The authors declare no conflict of interest.

Figures

**Figure 1**
Evaluation of the *L. infantum* infection by in vivo bioluminescent imaging (BLI). BALB/c mice (n = 5 per group) were inoculated s.c. (left footpad) with PBS (control group) or vaccinated with 10⁷ *LiΔHSP70-II* attenuated parasites prepared in PBS. Twelve weeks after inoculation, animals were challenged i.v. with 10⁸ *PpyRE9h⁺ L. infantum* infective promastigotes. Radiance data are represented as box and whisker (min to max) plots. Statistics were obtained using a Mann–Whitney test. * shows the statistical differences between control and vaccinated mice (p < 0.05). Results are representative of two independent experiments.

**Figure 2**
Parasite load monitoring in the liver, spleen, and bone marrow. The presence of viable parasites of the *PpyRE9h⁺ L. infantum* line in control and vaccinated mice was analyzed by limiting dilution in the presence of puromycin at week 5 (initial phase; n = 8) and at week 11 (late phase; n = 8) after challenge with 10⁸ promastigotes. Samples from each mouse were processed and analyzed independently. The graph shows the mean (+SD) of parasites per g in the liver, spleen (total organ), or parasites per 1 × 10⁷ bone marrow cells. * (p < 0.05) shows the statistical differences between control and vaccinated mice. ⁺ (p < 0.05) shows the statistical differences between the initial and late phases of control mice. ^× (p < 0.05) shows the statistical differences between the initial and late phases of vaccinated mice. All samples were analyzed using a Student T test. Results are representative of at least two independent experiments.

**Figure 3**
Vaccinated animals develop an earlier parasite-specific antibody response than controls after infective challenge. The reciprocal end-point titer of IgG1 or IgG2a against leishmanial antigens was determined by ELISA from sera samples taken at the silent phase (a; 1 week post-challenge), at the initial phase (b; 5 weeks post-challenge), and at the late phase of infection (c; 11 weeks post-challenge). Sera samples from control (n = 8) and vaccinated (n = 8) animals were studied individually. Data are represented as box and whisker (min to max) plots and statistics were analyzed by a Mann–Whitney test. * (p < 0.05) shows the statistical differences between IgG1 and IgG2a titers in the control group. ⁺ (p < 0.05) or ^× (p < 0.05) shows the statistical differences between vaccinated and control groups of IgG1 or IgG2a titers, respectively. Results are representative of two independent experiments.

**Figure 4**
Analyses of parasite-specific IFN-γ production. BALB/c mice (n = 8 per group) were inoculated s.c. in the left footpad with PBS (control group) or vaccinated with 10⁷ *LiΔHSP70-II* attenuated parasites prepared in PBS. Twelve weeks after inoculation, animals were challenged i.v. with 10⁸ *PpyRE9h⁺ L. infantum* infective promastigotes. Spleen cell cultures from each mouse were independently established at the silent phase (1 week post-challenge), at the initial phase (5 weeks post-challenge), and at the late phase of infection (11 weeks post-challenge) and stimulated (SLA) or not (medium) with soluble leishmanial antigens for 72 h. IFN-γ levels were measured in culture supernatants by quantitative sandwich ELISA (a). Spleen cell cultures established at the indicated phases were independently stimulated for 24 h with BM-DCs pulsed or not with SLA. Afterwards, cells were processed for flow cytometry. The percentages of IFN-γ-secreting cells in CD4⁺ (b) or CD8⁺ (c) gates are shown.

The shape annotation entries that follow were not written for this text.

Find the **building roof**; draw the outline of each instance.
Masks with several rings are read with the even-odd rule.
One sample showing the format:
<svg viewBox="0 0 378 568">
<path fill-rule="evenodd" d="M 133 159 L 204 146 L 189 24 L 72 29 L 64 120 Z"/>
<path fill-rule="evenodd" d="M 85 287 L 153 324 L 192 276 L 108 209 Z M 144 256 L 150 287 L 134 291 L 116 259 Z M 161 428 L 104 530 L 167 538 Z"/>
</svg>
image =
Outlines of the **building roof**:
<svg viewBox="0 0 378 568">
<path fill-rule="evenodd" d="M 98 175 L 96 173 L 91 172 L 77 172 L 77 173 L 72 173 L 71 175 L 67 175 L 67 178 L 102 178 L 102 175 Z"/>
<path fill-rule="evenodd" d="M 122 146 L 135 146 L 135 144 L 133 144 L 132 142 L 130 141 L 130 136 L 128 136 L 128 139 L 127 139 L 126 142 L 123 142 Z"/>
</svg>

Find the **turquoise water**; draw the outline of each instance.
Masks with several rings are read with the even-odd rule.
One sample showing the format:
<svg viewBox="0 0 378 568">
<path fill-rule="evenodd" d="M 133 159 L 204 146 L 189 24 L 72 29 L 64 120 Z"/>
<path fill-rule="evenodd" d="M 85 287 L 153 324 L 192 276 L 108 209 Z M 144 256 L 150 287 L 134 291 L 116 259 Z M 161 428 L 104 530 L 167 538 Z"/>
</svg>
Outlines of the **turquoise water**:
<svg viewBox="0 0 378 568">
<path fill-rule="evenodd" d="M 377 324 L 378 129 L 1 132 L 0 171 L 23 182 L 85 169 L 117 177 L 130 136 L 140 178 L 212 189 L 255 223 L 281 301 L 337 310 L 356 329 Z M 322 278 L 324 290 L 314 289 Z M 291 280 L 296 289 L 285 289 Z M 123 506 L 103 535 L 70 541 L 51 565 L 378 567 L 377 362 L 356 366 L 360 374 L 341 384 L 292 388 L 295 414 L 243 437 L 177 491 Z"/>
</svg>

All data are represented as the mean (+ SD) and statistics were analyzed by a Student T test. * (p < 0.05) shows the statistical differences between control and vaccinated mice. ⁺ (p < 0.05) shows the statistical differences between SLA stimulation and non-stimulation in the control group. ^× (p < 0.05) shows the statistical differences between SLA stimulation and non-stimulation in the vaccinated group. Results are representative of two independent experiments.

**Figure 5**
Parasite-specific IL-10 and IL-4 production. BALB/c mice (n = 8 per group) were vaccinated and infected as in Figure 4. Spleen cell cultures from each mouse were independently established in the silent, initial, and late phases and stimulated for 72 h with soluble SLA or cultured without stimulus (medium). IL-10 (a) or IL-4 (b) levels were measured in culture supernatants by quantitative sandwich ELISA. Data are represented as the mean (+ SD) and statistics were analyzed by a Student T test. * (p < 0.05) shows the statistical differences between control and vaccinated mice. ⁺ (p < 0.05) shows the statistical differences between SLA-stimulated and unstimulated cytokine production in the control group. ^× (p < 0.05) shows the statistical differences between SLA-stimulated and unstimulated levels in the vaccinated group. Results are representative of two independent experiments.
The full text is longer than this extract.